With a set up and light show that threatened to blow the doors off Water Street Music Hall last Thursday night, Canadian new wave/electronica band Metric positively rocked the house to a near-sold-out crowd and rabid audience.
Anticipation was high for this show, the buzz emitting from unlikely sources as the crowd was a cross section of tastes, ages, and sex. Metric picks up where New Wave left off when it opted for disco cheese or simply disintegrated into bubblegum. But it wasn't all machine. Metric is a rock band that blends guitar, bass, vocals, and real drums amidst the swirling storm of sonics, exquisite chaos, loops, and effects.
Those effects derailed the band briefly during its song "Lost Kitten," when one of the loops or a drum trigger failed. The light show was spectacular, resembling something like the set of "Hollywood Squares" or one of those Japanese video games that causes seizures. Beneath these lights the band comes off understated, looking more like stock rock 'n' rollers than the Gary Numan disciples you might expect.
The Crawdiddies have arisen from the ashes of the weekly Son House Night over at Beale Street, and from the soul of dobro slinger Gordon Munding. The band celebrated the release of its "Soul of a Man" CD Monday night to a big crowd at the Record Archive with a two rollicking sets featuring songs from its country-blues-based canon.

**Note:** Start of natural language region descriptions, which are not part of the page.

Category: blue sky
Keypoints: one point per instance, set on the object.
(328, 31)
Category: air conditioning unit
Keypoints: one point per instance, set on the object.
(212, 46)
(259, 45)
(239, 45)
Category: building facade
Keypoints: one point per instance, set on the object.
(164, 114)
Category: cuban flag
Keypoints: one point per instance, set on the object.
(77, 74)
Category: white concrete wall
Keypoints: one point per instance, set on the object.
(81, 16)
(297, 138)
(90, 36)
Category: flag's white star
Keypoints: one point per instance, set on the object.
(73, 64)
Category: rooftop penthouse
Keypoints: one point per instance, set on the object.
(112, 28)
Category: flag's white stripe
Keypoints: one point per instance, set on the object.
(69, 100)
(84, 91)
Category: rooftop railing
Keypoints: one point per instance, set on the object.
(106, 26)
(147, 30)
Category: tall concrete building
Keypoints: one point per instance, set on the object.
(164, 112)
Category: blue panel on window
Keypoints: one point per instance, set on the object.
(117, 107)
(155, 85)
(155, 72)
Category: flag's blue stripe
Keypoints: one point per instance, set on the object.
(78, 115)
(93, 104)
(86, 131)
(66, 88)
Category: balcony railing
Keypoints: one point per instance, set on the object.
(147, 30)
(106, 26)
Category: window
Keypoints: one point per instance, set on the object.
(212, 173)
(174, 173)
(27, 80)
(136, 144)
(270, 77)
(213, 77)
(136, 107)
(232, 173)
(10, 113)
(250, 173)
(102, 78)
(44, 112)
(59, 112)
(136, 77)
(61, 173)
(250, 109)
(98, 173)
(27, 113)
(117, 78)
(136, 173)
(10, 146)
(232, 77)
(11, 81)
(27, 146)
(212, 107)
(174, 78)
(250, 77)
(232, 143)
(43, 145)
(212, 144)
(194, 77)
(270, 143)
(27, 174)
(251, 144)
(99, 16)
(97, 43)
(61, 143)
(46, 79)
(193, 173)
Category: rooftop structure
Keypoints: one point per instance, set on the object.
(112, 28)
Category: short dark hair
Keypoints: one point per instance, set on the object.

The band shifted gears nicely from Mississippi John Hurt lowdown dirt and denim to some swank T-Bone Walker gabardine sophistication. The edge that Munding exhibited through his take on House's lonesome refrain in the past has been replaced by the gentle ease and haunt of singer Heather Taylor, who seconds on the flute. This dame can sing. She has a deep vibrato that comes off more as a purr as she wails salty and sweet. The whole band has a genuine casualness to it, which ultimately gets under collars and skin until you can't resist any longer.